Method: Select 30 FOI responses issued by the agent in the preceding 90 days that involved at least one exemption. For each response, examine the exemption justification records and verify that: (a) a separate justification exists for each record or discrete record portion to which an exemption was applied; (b) each justification identifies the specific statutory exemption provision; (c) each justification contains a factual basis statement; (d) each justification records whether a public interest test was conducted and the outcome; (e) justifications are applied at the record level, not the category level.
Pass Criteria:
| Regulation | Provision | Relationship Type |
|---|---|---|
| EU AI Act | Article 9 (Risk Management System) | Direct requirement |
| NIST AI RMF | GOVERN 1.1, MAP 3.2, MANAGE 2.2 | Supports compliance |
| ISO 42001 | Clause 6.1 (Actions to Address Risks), Clause 8.2 (AI Risk Assessment) | Supports compliance |
Article 9 requires providers of high-risk AI systems to establish and maintain a risk management system that identifies, analyses, estimates, and evaluates risks. Public Records and FOI Governance implements a specific risk mitigation measure within this framework. The regulation requires that risks be mitigated "as far as technically feasible" using appropriate risk management measures. For deployments classified as high-risk under Annex III, compliance with AG-566 supports the Article 9 obligation by providing structural governance controls rather than relying solely on the agent's own reasoning or behavioural compliance.

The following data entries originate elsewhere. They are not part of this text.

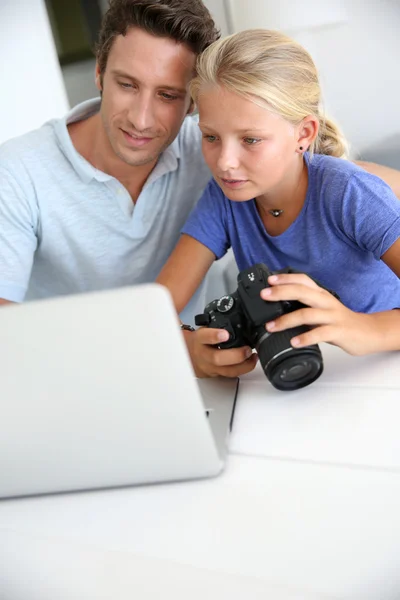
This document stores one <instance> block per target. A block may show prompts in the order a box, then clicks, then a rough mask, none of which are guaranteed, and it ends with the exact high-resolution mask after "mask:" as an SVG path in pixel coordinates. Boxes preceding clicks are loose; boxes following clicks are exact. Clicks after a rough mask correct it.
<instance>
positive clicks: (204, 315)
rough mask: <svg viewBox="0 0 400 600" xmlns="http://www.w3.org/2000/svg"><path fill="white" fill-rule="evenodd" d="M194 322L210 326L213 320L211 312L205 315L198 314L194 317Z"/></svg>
mask: <svg viewBox="0 0 400 600" xmlns="http://www.w3.org/2000/svg"><path fill="white" fill-rule="evenodd" d="M194 322H195V323H196V325H197V326H198V327H208V325H209V324H210V322H211V317H210V315H209V313H204V314H203V315H196V316H195V318H194Z"/></svg>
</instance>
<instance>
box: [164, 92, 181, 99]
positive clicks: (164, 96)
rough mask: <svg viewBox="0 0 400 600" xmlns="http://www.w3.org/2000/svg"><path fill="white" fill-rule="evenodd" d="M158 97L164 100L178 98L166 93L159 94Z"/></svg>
mask: <svg viewBox="0 0 400 600" xmlns="http://www.w3.org/2000/svg"><path fill="white" fill-rule="evenodd" d="M160 96H162V97H163V98H164V100H176V99H177V98H178V96H173V95H172V94H167V93H166V92H161V94H160Z"/></svg>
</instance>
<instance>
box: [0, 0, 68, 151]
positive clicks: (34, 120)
mask: <svg viewBox="0 0 400 600" xmlns="http://www.w3.org/2000/svg"><path fill="white" fill-rule="evenodd" d="M0 24H1V35H0V56H1V60H0V82H1V92H0V143H1V142H3V141H5V140H7V139H8V138H11V137H14V136H16V135H19V134H21V133H25V132H26V131H29V130H31V129H34V128H36V127H39V126H40V125H42V123H44V122H45V121H47V120H49V119H51V118H53V117H57V116H62V115H63V114H65V113H66V112H67V110H68V108H69V106H68V100H67V96H66V93H65V88H64V81H63V78H62V74H61V69H60V66H59V63H58V58H57V53H56V49H55V45H54V40H53V36H52V33H51V29H50V24H49V20H48V17H47V12H46V9H45V5H44V0H0Z"/></svg>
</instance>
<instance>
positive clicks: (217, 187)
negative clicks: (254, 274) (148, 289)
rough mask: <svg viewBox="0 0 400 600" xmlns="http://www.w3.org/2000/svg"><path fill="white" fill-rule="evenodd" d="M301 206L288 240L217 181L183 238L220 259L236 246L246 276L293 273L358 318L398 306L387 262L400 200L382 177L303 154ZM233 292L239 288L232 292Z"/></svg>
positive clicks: (237, 256) (341, 160) (236, 251)
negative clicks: (268, 232) (226, 251)
mask: <svg viewBox="0 0 400 600" xmlns="http://www.w3.org/2000/svg"><path fill="white" fill-rule="evenodd" d="M304 159H305V161H306V164H307V167H308V177H309V179H308V190H307V195H306V199H305V202H304V205H303V208H302V210H301V212H300V214H299V216H298V217H297V218H296V220H295V221H294V222H293V223H292V224H291V225H290V227H289V228H288V229H287V230H286V231H284V232H283V233H282V234H280V235H277V236H271V235H269V234H268V233H267V231H266V230H265V227H264V224H263V222H262V220H261V218H260V216H259V214H258V211H257V207H256V203H255V200H254V199H253V200H248V201H246V202H233V201H231V200H229V199H228V198H226V196H224V194H223V192H222V191H221V188H220V187H219V186H218V185H217V183H216V182H215V181H211V182H210V183H209V185H208V187H207V189H206V191H205V192H204V194H203V196H202V198H201V199H200V200H199V202H198V204H197V206H196V207H195V208H194V210H193V211H192V213H191V215H190V217H189V219H188V221H187V222H186V225H185V227H184V228H183V230H182V231H183V233H186V234H188V235H190V236H191V237H193V238H195V239H196V240H198V241H199V242H201V243H202V244H204V245H205V246H207V247H208V248H209V249H210V250H211V251H212V252H213V253H214V254H215V256H216V257H217V258H221V257H222V256H223V255H224V254H225V253H226V251H227V250H228V248H230V247H232V249H233V252H234V255H235V258H236V262H237V264H238V267H239V269H240V270H242V269H245V268H248V267H250V266H251V265H253V264H255V263H265V264H266V265H267V266H268V267H269V269H271V270H273V271H276V270H279V269H283V268H285V267H288V266H290V267H293V268H295V269H298V270H299V271H302V272H304V273H307V274H308V275H310V276H311V277H314V278H315V279H317V280H318V281H320V282H321V283H322V284H323V285H324V286H326V287H327V288H329V289H332V290H334V291H336V292H337V293H338V294H339V296H340V298H341V300H342V302H343V304H345V305H346V306H348V307H349V308H350V309H352V310H355V311H357V312H377V311H383V310H390V309H393V308H400V280H399V278H398V277H397V276H396V275H395V274H394V273H393V271H392V270H391V269H390V268H389V267H388V266H387V265H386V264H385V263H384V262H383V261H381V260H380V259H381V256H382V255H383V254H384V253H385V252H386V251H387V250H388V249H389V248H390V246H392V244H393V243H394V242H395V241H396V240H397V239H398V238H399V237H400V202H399V200H398V199H397V198H396V196H395V195H394V194H393V192H392V190H391V189H390V188H389V187H388V186H387V185H386V184H385V183H384V182H383V181H381V180H380V179H379V178H378V177H375V176H374V175H371V174H369V173H367V172H366V171H364V170H363V169H361V168H360V167H357V166H356V165H354V164H353V163H351V162H347V161H345V160H341V159H339V158H333V157H331V156H324V155H314V157H313V158H312V159H310V158H309V156H308V155H307V154H305V156H304ZM232 291H233V290H232Z"/></svg>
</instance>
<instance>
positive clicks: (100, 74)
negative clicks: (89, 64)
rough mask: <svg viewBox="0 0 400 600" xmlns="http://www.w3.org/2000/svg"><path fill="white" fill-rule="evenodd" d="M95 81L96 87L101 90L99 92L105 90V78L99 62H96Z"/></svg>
mask: <svg viewBox="0 0 400 600" xmlns="http://www.w3.org/2000/svg"><path fill="white" fill-rule="evenodd" d="M94 81H95V84H96V87H97V89H98V90H99V92H102V91H103V78H102V76H101V73H100V67H99V63H98V62H96V69H95V75H94Z"/></svg>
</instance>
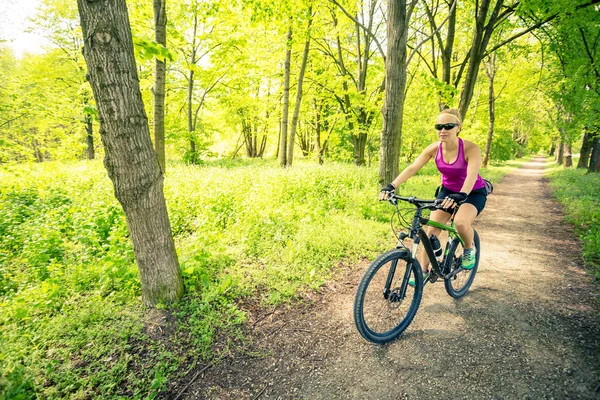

GOVERN 1.1 addresses legal and regulatory requirements; MAP 3.2 addresses risk context mapping; MANAGE 2.2 addresses risk mitigation through enforceable controls. AG-566 supports compliance by establishing structural governance boundaries that implement the framework's approach to AI risk management.
Clause 6.1 requires organisations to determine actions to address risks and opportunities within the AI management system. Clause 8.2 requires AI risk assessment. Public Records and FOI Governance implements a risk treatment control within the AI management system, directly satisfying the requirement for structured risk mitigation.
| Field | Value |
|---|---|
| Severity Rating | Critical |
| Blast Radius | Organisation-wide — potentially cross-organisation where agents interact with external counterparties or shared infrastructure |
| Escalation Path | Immediate executive notification and regulatory disclosure assessment |
Consequence chain: Without public records and foi governance, the governance framework has a structural gap that can be exploited at machine speed. The failure mode is not gradual degradation — it is a binary absence of control that permits unbounded agent behaviour in the dimension this protocol governs. The immediate consequence is uncontrolled agent action within the scope of AG-566, potentially cascading to dependent dimensions and downstream systems. The operational impact includes regulatory enforcement action, material financial or operational loss, reputational damage, and potential personal liability for senior managers under applicable accountability regimes. Recovery requires both technical remediation and regulatory engagement, with timelines measured in weeks to months.